札幌市内の小学校を対象にした子どもの文化芸術体験事業「おとどけアート」。
栄西小学校に続き、屯田小学校でも活動がスタートしました。
屯田小学校に通うアーティストは劇作家・演出家の西脇秀之さんです。
屯田小学校では、8月末に教職員のみなさんへ挨拶と西脇さんによるワークショップを実施しており、おおまかに初日にやってみたいことを伝えた上で、活動初日はあえて子どもたちにおとどけアートや西脇さんのことを知らせずに臨むことになりました。
西脇さんがやってみたいことは「リンゴを1つ置いておく」こと。
リンゴを置くことからどんなことが起こるのか、それを観察するところから活動が始まります。
9月4日(水)、子どもたちには内緒の1日目。
西脇さんは子どもたちの登校時間より一足先に登校して、玄関を通ってすぐのところに机を置いてリンゴを置きました。
うーん、こうかな、それともこっちかな、と位置を微調整する西脇さん。早くもなんだかこだわりを感じます。
近くのピアノの足元には、録音用のマイクを仕込みます。バレないかちょっぴり不安な様子。

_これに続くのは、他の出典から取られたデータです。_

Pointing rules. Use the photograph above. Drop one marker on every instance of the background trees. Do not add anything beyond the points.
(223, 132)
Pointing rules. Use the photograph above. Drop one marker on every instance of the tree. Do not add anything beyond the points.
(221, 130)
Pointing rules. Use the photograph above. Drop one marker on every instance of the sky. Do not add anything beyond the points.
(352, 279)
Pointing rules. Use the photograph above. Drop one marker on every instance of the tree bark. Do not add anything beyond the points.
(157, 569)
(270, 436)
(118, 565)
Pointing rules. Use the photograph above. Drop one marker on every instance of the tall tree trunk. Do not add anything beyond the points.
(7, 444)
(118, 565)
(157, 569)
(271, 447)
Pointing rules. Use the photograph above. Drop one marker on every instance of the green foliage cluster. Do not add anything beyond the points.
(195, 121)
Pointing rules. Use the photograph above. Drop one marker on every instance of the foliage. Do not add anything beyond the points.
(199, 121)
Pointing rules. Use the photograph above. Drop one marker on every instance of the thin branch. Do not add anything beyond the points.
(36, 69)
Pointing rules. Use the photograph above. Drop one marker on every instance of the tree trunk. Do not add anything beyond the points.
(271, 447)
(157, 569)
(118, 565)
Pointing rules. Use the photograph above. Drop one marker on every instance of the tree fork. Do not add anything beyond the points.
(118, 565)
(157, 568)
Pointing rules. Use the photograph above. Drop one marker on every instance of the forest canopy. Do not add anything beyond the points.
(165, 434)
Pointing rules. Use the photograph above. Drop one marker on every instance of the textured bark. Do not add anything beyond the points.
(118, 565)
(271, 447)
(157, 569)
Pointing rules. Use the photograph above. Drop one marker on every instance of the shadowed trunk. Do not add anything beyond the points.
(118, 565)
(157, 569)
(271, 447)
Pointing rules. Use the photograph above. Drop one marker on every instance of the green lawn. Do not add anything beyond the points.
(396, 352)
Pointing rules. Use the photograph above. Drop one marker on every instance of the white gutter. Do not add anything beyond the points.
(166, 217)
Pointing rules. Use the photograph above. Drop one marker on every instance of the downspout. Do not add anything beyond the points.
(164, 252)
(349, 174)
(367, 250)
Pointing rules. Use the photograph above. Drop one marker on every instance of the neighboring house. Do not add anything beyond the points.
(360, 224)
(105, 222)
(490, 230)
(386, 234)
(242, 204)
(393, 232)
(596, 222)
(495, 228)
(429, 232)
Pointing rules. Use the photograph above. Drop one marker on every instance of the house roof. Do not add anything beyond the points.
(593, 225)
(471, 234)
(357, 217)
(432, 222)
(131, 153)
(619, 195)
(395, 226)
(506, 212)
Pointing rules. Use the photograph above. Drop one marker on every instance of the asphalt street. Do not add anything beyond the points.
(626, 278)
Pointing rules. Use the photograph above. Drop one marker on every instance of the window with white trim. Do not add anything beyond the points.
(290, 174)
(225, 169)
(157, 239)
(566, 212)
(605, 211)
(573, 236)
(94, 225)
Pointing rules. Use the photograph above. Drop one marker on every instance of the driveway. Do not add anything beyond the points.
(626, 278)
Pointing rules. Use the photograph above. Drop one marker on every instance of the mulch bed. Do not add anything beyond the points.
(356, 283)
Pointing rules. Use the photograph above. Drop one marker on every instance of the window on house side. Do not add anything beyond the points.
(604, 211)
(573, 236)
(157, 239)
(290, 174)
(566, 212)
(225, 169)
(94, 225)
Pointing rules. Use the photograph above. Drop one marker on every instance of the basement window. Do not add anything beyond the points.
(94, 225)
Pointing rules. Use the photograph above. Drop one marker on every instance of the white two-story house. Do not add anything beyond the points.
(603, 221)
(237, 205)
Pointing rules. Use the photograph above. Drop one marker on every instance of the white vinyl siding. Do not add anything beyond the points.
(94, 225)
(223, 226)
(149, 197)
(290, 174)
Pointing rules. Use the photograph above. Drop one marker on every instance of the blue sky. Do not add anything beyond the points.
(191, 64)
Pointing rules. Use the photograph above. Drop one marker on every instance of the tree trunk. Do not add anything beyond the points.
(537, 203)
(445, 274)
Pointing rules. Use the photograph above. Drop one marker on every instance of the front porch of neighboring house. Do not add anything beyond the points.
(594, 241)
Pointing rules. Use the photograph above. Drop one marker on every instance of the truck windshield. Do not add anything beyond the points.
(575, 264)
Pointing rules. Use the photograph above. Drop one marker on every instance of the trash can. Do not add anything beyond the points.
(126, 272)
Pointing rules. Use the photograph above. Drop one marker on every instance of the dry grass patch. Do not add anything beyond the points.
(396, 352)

準備ができたら、近くの校長室からひっそりと子どもたちの反応を伺います。
(ちょっと不審かもしれない。。。)
登校時間となり、子どもたちが一気に入ってきます。
気づかずに教室へ向かう子が多い中、気づいた子は様々な反応を見せます。
二度見する子、リンゴを見たまま教室へ行く子、偽物じゃないかと疑う子、先生に質問する子、友達を呼ぶ子、恐る恐る近づく子、何のためらいもなく掴む子、割っていい?と聞く子、今日の給食だと推理する子などなど。そして事情を知りながらも子どもに聞かれてとぼける先生方。
その様子をニコニコ見守る西脇さん。
(やっぱりちょっと不審かもしれない。。。)
あっという間に登校時間が終わり、拠点へ向かいます。
屯田小学校でのおとどけアートの拠点は図書室前にある"ふるさとルーム"。
開校からの年表や郷土資料などが展示されているスペースです。
奥には座面が畳となっている腰掛けもあり、なんだか落ち着く空間。
子どもたちへのアプローチとして、お手紙を書いてきたという西脇さん。
内容を読んでみると、西脇さんのもとに不思議な手紙が届き、そこには屯田小学校に行けと書いてあった。そこで西脇さんはリンゴを使った舞台を作りたいので屯田小学校に協力してほしい!と書かれています。
なんだか素敵なことが始まりそうな予感がプンプンしますね。
手紙には屯田小のみなさんにセリフを考えてもらい、思いついたらポストに投函してほしいというお願いも書いてあります。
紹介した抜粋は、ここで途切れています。